ブログ「相続の現場から」

相続実務ワンポイント『特別寄与料は使いにくい…』

投稿日:2023年9月4日

2019年7月1日民法改正施行され、相続人ではない親族が被相続人の療養看護を行った場合、一定の要件の下、相続人へ金銭の支払いを請求することができるようになりました。

 

この金銭のことを「特別寄与料」と言います。

 

果たして特別寄与料“使える”制度なのでしょうか?

 

特別寄与料の概要は次の通り。

①無償で被相続人を療養看護したこと。

②請求できるのは被相続人の親族だけ。

③相続人に対し、法定相続割合で請求する。

④請求できる期間は、相続を知った時から6ヶ月以内又は相続開始の時から1年以内。

 

相続人には「寄与分」がありますが、相続人ではない親族(例えば長男の嫁とか)には相続権がないため寄与分はなく、遺言等がない限り相続により財産取得することができません。

 

そこで、民法改正により、相続人ではない親族貢献に報いることができるよう「特別寄与料」請求できるようになったのです。

 

しかし、冷静に考えてみて下さい。

 

貴女が長男の妻だとします。会社を辞めて夫の父(義父)の介護に専念しました。義父が死亡した場合、夫の姉弟ら「貴方たちの父親の面倒見たのだからお金下さい」って言えますか?

 

そんなつもりで面倒見ていたのか!寒~い雰囲気になりそうですよね。

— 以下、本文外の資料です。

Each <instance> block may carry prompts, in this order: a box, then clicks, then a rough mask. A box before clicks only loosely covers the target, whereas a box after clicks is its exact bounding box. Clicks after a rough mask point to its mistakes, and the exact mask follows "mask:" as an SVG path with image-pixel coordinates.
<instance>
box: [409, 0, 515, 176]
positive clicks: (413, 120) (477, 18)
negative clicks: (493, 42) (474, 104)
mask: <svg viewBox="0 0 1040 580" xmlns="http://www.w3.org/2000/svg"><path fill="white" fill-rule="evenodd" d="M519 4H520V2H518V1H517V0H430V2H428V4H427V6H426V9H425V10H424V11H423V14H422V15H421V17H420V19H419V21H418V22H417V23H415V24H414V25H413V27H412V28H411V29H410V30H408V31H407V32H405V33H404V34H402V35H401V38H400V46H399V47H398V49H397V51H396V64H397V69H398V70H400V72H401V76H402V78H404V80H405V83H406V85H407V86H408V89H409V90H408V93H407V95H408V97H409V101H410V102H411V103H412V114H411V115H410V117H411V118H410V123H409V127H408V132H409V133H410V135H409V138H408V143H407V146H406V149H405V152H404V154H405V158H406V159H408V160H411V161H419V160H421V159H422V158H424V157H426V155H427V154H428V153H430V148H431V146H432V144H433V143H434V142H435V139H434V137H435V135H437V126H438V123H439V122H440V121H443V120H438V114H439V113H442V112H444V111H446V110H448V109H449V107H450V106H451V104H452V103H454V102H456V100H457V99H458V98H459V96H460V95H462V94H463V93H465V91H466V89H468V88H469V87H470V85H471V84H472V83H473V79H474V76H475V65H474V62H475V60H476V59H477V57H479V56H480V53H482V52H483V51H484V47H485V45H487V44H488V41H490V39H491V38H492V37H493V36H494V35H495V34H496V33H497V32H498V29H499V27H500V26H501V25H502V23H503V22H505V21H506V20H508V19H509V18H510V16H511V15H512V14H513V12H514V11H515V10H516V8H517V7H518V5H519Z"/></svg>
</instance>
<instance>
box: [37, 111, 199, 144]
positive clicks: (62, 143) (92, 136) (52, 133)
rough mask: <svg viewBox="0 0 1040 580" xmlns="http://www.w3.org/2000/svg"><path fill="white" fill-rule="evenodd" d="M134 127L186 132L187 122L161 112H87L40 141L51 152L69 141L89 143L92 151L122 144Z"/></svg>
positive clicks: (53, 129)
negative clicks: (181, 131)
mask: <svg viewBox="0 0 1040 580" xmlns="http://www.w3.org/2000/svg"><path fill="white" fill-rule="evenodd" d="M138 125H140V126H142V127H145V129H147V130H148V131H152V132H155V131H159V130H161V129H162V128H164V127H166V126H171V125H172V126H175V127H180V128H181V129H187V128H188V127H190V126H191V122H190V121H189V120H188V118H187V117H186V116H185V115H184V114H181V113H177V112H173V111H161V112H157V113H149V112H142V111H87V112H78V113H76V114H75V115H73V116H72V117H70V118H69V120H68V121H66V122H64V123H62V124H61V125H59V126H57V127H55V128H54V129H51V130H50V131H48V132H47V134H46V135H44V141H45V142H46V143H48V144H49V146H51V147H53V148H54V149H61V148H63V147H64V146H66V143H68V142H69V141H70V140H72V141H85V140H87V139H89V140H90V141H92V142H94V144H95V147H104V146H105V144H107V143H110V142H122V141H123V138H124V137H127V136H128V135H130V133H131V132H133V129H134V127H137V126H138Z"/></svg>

今後の親戚付き合い暗雲が垂れ込んでしまうでしょう。

 

仮に特別寄与料として300万円受け取った場合、遺贈により金銭を取得したとみなされ、相続人ではないのに相続税の申告納税が必要になるのです。しかも税額2割増しで。

 

と考えると、どうすればいいかどうしておくべきか色々と考えられるのではないでしょうか。